冷たかった布は、もう少し温くなっている。
「あ、ありがとう……」
弘毅は隣に座る奈津へ、小さく頭を下げた。
「少し、楽になった気がする」
そう言って、弘毅は濡れたハンカチを軽く絞り、丁寧に奈津へ返す。
奈津はホッとしたように笑った。
「そっか。良かった」
その笑顔を見ていると、不思議と胸の緊張が和らいでいく。
夜の公園は静かだった。
遠くで車の走る音が聞こえる。
街灯の白い光が、ベンチをぼんやり照らしていた。
しばらく沈黙が続いた後、奈津が遠慮がちに口を開く。
「……そういえば」
奈津は少し首を傾げた。
「貴方、名前は?」
「え……」
弘毅の表情が固まる。
「名前……?」
その瞬間、頭の中が真っ白になった。
自分の名前。
当然わかるはずのもの。
なのに――出てこない。
胸の奥がざわつく。
思い出そうとすると、また頭の奥に鈍い痛みが走った。
「どうしたの?」
奈津は不安そうに弘毅の顔を覗き込む。
「何か、まずいこと聞いちゃった?」
「いや……その……」
弘毅は言葉に詰まった。
どう説明すればいいのかわからない。
名前がわからないなんて、自分でも信じられなかった。
奈津は気まずそうに苦笑する。
「あ……ごめんね。
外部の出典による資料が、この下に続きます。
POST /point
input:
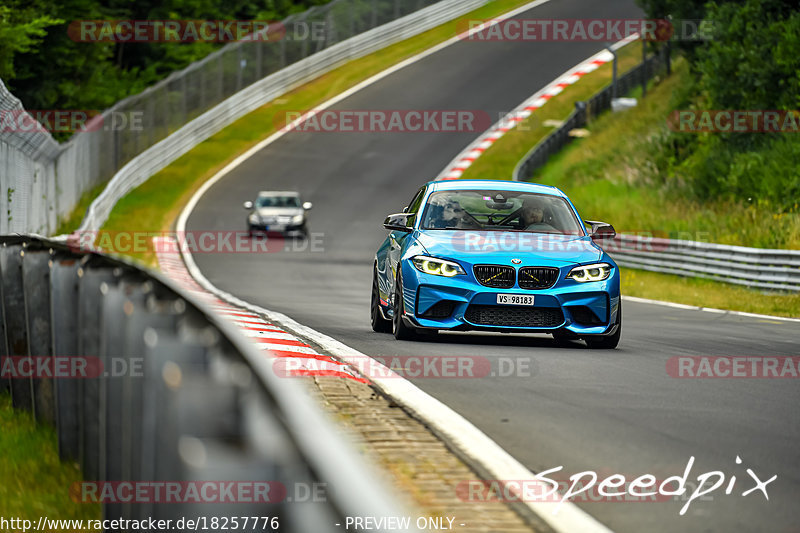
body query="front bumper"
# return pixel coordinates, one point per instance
(276, 228)
(580, 308)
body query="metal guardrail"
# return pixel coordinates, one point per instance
(205, 405)
(585, 112)
(42, 181)
(752, 267)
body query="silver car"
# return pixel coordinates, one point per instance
(278, 212)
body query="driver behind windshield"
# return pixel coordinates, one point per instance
(532, 216)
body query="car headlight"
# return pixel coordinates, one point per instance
(437, 267)
(595, 272)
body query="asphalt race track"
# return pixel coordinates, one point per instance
(605, 411)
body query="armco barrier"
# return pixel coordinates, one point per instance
(752, 267)
(584, 112)
(188, 399)
(42, 181)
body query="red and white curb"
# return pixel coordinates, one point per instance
(293, 357)
(456, 168)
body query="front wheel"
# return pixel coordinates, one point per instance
(610, 342)
(379, 324)
(399, 328)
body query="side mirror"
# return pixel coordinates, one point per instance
(398, 222)
(601, 230)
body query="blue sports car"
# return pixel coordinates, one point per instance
(496, 256)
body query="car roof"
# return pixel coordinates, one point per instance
(279, 193)
(523, 186)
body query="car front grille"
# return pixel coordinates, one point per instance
(537, 277)
(496, 276)
(280, 220)
(514, 316)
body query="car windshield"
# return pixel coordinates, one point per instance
(497, 210)
(278, 201)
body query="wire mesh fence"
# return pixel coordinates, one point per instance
(42, 181)
(147, 387)
(585, 112)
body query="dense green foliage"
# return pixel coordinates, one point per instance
(751, 63)
(46, 69)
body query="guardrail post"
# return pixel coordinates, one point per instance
(644, 67)
(5, 383)
(64, 313)
(89, 346)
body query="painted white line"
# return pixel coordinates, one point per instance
(707, 309)
(266, 335)
(181, 225)
(287, 348)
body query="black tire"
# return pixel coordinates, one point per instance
(610, 342)
(399, 328)
(379, 324)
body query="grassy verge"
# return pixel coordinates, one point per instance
(609, 177)
(34, 482)
(156, 204)
(605, 175)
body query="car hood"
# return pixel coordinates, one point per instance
(279, 211)
(501, 247)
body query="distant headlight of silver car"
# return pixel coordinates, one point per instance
(437, 267)
(594, 272)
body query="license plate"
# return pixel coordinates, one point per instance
(515, 299)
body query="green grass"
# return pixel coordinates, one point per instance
(499, 161)
(34, 482)
(606, 176)
(154, 205)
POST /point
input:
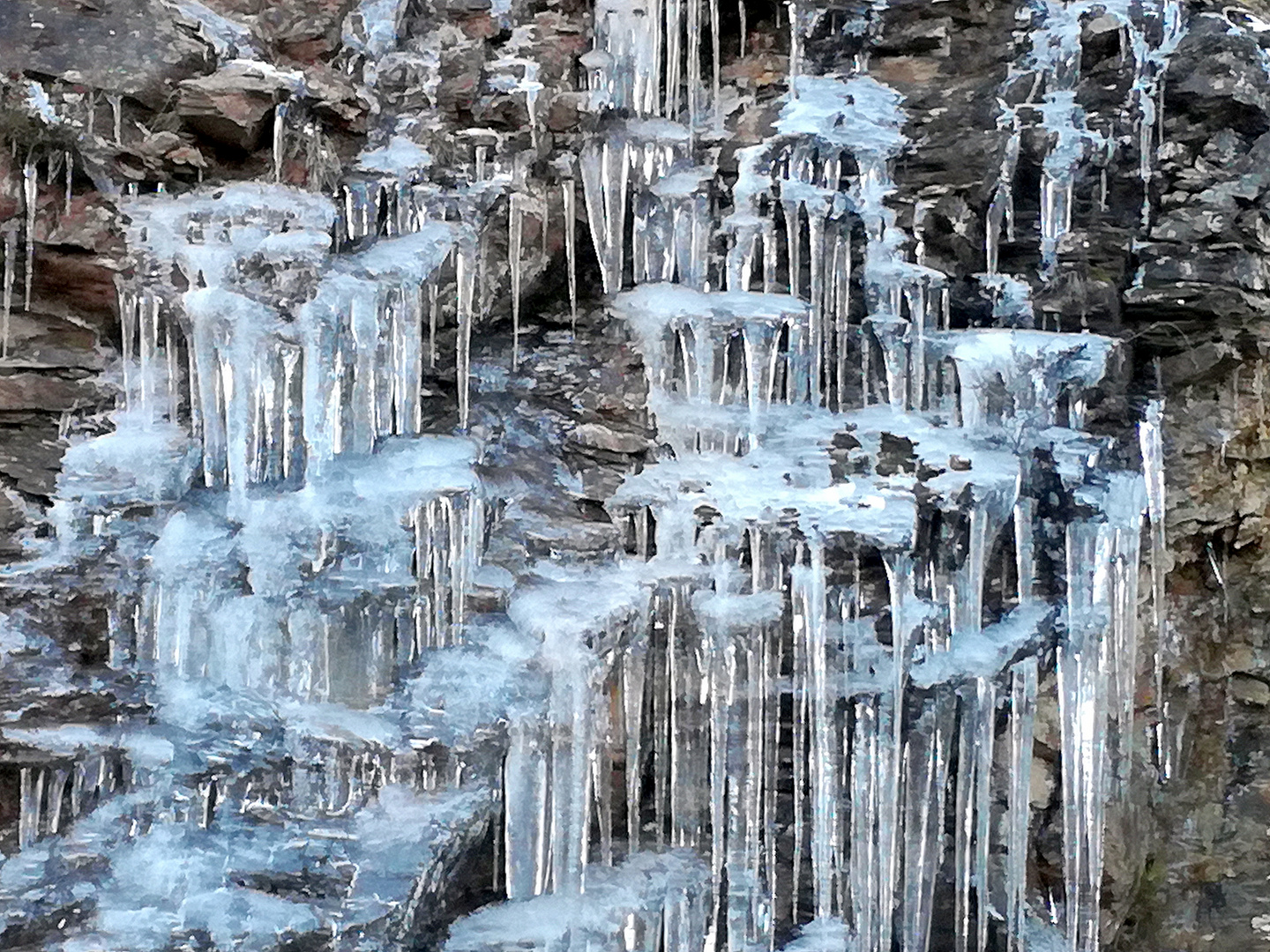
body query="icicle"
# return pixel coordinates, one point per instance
(70, 176)
(29, 198)
(280, 138)
(1152, 444)
(465, 268)
(569, 190)
(117, 117)
(1022, 712)
(516, 234)
(11, 254)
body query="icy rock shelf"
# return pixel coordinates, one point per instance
(799, 712)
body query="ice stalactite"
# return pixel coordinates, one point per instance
(9, 236)
(29, 199)
(1152, 446)
(1056, 58)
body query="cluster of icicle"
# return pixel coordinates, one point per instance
(1149, 33)
(833, 629)
(273, 348)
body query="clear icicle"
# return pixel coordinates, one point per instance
(569, 193)
(1152, 444)
(11, 254)
(29, 197)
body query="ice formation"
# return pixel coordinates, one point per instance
(799, 712)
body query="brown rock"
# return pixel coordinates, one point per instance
(37, 391)
(234, 106)
(596, 435)
(133, 48)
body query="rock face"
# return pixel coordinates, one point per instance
(1168, 249)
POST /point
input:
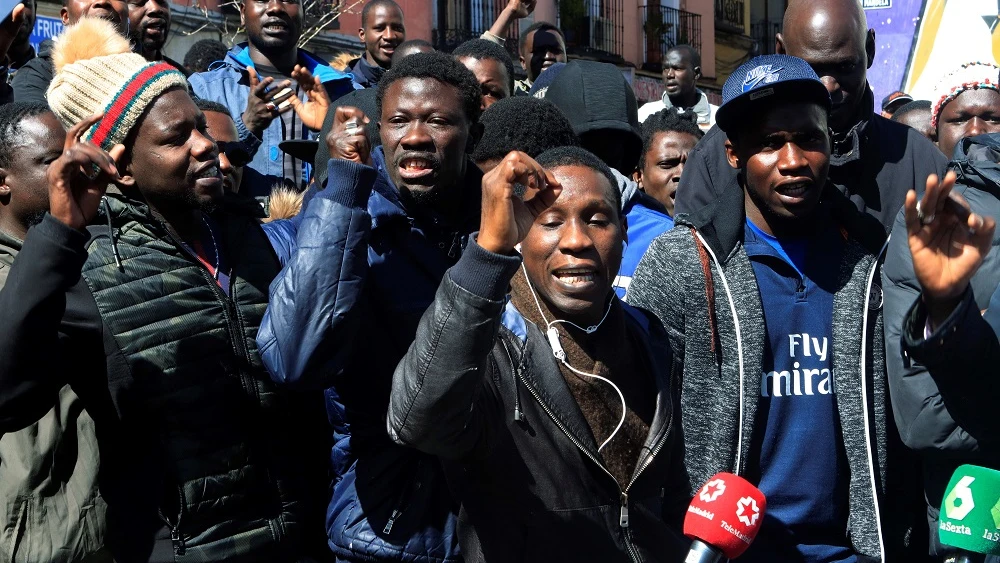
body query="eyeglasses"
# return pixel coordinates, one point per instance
(234, 151)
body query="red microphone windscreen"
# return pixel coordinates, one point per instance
(726, 513)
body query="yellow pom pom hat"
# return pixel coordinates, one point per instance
(96, 72)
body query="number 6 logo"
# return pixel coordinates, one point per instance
(958, 504)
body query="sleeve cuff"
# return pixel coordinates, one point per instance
(484, 273)
(917, 335)
(250, 141)
(348, 183)
(492, 38)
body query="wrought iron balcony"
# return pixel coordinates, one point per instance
(665, 27)
(729, 15)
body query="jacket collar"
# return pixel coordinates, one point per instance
(9, 247)
(721, 222)
(239, 56)
(702, 107)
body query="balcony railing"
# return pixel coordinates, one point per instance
(461, 20)
(665, 27)
(729, 15)
(763, 33)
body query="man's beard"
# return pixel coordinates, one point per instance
(426, 199)
(34, 218)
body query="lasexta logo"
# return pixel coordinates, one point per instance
(712, 490)
(747, 511)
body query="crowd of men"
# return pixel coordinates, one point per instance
(261, 307)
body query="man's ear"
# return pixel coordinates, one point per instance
(870, 47)
(731, 156)
(4, 188)
(475, 135)
(123, 161)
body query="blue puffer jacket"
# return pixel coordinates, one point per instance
(359, 273)
(228, 83)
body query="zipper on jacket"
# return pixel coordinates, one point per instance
(623, 520)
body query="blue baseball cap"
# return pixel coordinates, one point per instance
(764, 80)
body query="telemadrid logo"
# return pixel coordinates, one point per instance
(712, 490)
(745, 505)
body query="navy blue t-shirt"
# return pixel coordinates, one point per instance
(797, 450)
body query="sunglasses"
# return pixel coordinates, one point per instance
(234, 151)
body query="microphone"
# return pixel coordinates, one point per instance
(970, 514)
(723, 518)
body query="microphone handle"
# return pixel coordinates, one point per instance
(963, 557)
(701, 552)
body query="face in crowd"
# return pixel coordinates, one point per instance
(574, 249)
(542, 49)
(273, 26)
(660, 169)
(492, 77)
(232, 156)
(971, 113)
(426, 136)
(680, 72)
(24, 187)
(831, 36)
(381, 32)
(149, 23)
(170, 158)
(115, 11)
(784, 157)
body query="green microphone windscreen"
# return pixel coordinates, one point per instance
(970, 511)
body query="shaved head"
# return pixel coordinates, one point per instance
(833, 37)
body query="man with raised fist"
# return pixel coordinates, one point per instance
(554, 410)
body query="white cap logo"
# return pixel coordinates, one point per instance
(712, 490)
(747, 511)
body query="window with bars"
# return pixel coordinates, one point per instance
(665, 27)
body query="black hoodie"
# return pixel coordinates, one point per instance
(32, 80)
(877, 162)
(596, 97)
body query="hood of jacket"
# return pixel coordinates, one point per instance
(722, 222)
(595, 96)
(365, 75)
(239, 57)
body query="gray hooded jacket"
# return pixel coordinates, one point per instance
(722, 369)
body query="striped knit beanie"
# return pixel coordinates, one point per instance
(970, 76)
(96, 72)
言いたくないなら別に――」
「ち、違うんだ!」
弘毅は慌てて顔を上げた。
そして少し迷った後、観念したように小さく呟く。
「……わからないんだ」
「え?」
「自分の名前が……思い出せない」
奈津の表情が止まる。
驚いたように、じっと弘毅を見つめていた。
夜風が静かに吹き抜ける。
公園の木々が揺れた。
「……それって」
奈津はゆっくり口を開く。
「記憶喪失、ってこと……?」
弘毅は答えられなかった。
自分でも、何が起きているのかわからない。
未来の駅。
ギャラクシア。
タイムトンネル。
銀色の少女――彩香。
断片的な記憶だけが頭の中を漂っている。
だが、一番大切なはずの“自分自身”だけが抜け落ちていた。
奈津はしばらく黙っていたが、やがて小さく息を吐いた。
そして、少し困ったように笑う。
「そっか……」
その声は、思ったより優しかった。
同情でも、疑いでもない。
ただ純粋に、弘毅を心配している声だった。
「じゃあ、とりあえず……」
奈津は弘毅の顔を真っ直ぐ見つめる。
「名前、思い出すまで私が考えてあげようか?」
「え……?」
弘毅は思わず目を瞬かせた。
奈津は悪戯っぽく笑う。
その笑顔を見た瞬間。
弘毅の胸の奥で、また小さく何かが揺れた。